The Christian adoption groups' websites and articles are filled with stories about the poverty and abuse of Indian children in Indian country. The Christian Alliance posted this report on its site about the Spirit Lake Nation:

Thomas Sullivan, Regional Administrator of the Administration of Children and Families in Denver, stated in his 12th Mandated Report to the ACF office in Washington DC, February 2013: 'In these 8 months I have filed detailed reports concerning all of the following: The almost 40 children returned to on-reservation placements in abusive homes, many headed by known sex offenders… These children remain in the full time care and custody of sexual predators available to be raped on a daily basis. Since I filed my first report noting this situation, nothing has been done by any of you to remove these children to safe placements.'"

But the Brown family (I include the grandparents in this as they were granted guardianship by the Cherokee Nation) seems to have none of these problems. It seems odd that with so many children living in need in Indian country, that they chose this case to challenge ICWA and tribal sovereignty. And it begs the question, are all American Indian families being painted with the same brush?
Comment:  Sure sounds as though American Indian families are being painted with the same brush. How are the problems on the Spirit Lake reservation relevant to the Cherokee Nation, or to any tribe other than Spirit Lake?

Does poverty in the white portions of Fargo, North Dakota, affect adoptions in Oklahoma City?
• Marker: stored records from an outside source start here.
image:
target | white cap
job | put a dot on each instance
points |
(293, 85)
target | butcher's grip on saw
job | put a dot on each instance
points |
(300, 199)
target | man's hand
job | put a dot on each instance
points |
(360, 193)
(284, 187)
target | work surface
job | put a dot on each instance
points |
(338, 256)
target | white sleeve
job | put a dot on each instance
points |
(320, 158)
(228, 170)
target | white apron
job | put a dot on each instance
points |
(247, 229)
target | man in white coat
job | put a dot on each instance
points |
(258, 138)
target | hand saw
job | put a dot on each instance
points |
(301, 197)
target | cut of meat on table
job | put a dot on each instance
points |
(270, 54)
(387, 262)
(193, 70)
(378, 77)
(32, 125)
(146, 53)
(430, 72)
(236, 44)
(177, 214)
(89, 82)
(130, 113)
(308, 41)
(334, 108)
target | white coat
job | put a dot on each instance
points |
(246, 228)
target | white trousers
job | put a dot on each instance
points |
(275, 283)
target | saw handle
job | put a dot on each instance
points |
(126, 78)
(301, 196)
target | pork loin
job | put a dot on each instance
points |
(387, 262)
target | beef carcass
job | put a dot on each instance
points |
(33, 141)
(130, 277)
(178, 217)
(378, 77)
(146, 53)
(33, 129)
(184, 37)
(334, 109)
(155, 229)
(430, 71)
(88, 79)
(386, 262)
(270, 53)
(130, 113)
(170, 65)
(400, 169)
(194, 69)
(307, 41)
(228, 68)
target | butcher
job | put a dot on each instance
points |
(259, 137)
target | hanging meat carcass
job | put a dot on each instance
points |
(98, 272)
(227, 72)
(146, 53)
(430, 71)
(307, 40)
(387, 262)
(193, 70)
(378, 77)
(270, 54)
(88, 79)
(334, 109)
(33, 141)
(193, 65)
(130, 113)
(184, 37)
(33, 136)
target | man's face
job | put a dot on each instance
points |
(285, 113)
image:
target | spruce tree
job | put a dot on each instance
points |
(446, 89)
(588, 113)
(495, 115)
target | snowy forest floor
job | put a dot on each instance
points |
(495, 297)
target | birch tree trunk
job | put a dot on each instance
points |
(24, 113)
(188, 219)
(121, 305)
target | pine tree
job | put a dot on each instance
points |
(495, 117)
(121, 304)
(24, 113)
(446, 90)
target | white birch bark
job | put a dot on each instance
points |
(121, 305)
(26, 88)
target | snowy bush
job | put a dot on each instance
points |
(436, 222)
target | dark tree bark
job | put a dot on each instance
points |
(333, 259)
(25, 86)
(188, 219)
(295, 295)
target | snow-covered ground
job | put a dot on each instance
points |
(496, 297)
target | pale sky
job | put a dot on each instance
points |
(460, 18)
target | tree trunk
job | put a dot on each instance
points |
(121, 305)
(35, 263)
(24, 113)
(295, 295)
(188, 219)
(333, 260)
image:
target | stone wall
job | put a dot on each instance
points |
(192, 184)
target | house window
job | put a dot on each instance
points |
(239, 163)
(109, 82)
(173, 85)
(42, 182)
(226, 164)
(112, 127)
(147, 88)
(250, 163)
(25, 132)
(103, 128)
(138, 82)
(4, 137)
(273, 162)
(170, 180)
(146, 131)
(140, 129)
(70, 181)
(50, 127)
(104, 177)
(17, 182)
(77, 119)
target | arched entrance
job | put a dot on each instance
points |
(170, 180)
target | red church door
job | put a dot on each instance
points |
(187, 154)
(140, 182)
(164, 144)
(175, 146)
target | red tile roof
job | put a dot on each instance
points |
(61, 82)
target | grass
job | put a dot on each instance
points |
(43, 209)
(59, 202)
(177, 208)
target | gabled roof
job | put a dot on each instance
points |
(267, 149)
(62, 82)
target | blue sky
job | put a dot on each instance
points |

Because those two cities are about as connected as the Spirit Lake and Cherokee Nations.

This is obviously pure stereotyping. The message is that all Indians are poor, criminal, and unfit to be parents--i.e., savage.

For more on Baby Veronica, see Baby Veronica Exemplifies Tribal Resurgence and Capobiancos Send The Locator.


Anonymous said...

Probably pedantic, but priestly pederasty is problematic to their point.

This counterpoint brought to you by the letter P.

Anonymous said...


While I like her entire article (the one you sent), I do feel it is too lengthy. The other commentator may have addressed that, but it's not clear.

But I thought your own commentary at the end was very well stated.


Anonymous said...

One of the most conservative, religious and socialist states in the US, Oklahoma, has recently been a killing field for children. More deaths of kids from infancy and toddler ages have died through violent deaths and accidents via neglect at the hands of rural, white communities. One recent death was of a 2 year old Cheyenne Arapaho the state left with a white woman named Amy Holder, 40, who was found guilty of child abuse for the death of Naomi Whitecrow, but she won't serve any prison time. This angered Whitecrow's relatives and tribal members.
“It's still legal in Oklahoma to kill an Indian," Theodore Nibbs said outside the courtroom, The Oklahoman reported.
Naomi had been placed in Holder's foster care. She died of blunt-force injury to the head, abdomen and extremities. Doctors, staff, caseworkers and lawyers knew this woman would go to jail, however,in a state that salivates for native imprisonment with excessive sentences for even the slightest offenses, this racism is systematic and quick. Yet, for allowing the beating of a two-year old, so much for "right to life" and "anti-abortion" rhetoric from Christians. Even an assumed Christian judge in Oklahoma pardons the killing of an Indian child. Genocide still?
As for Veronica's plight, it seems that being wealthy and connected gets you anything you want so why is this the only child that is needy on the planet?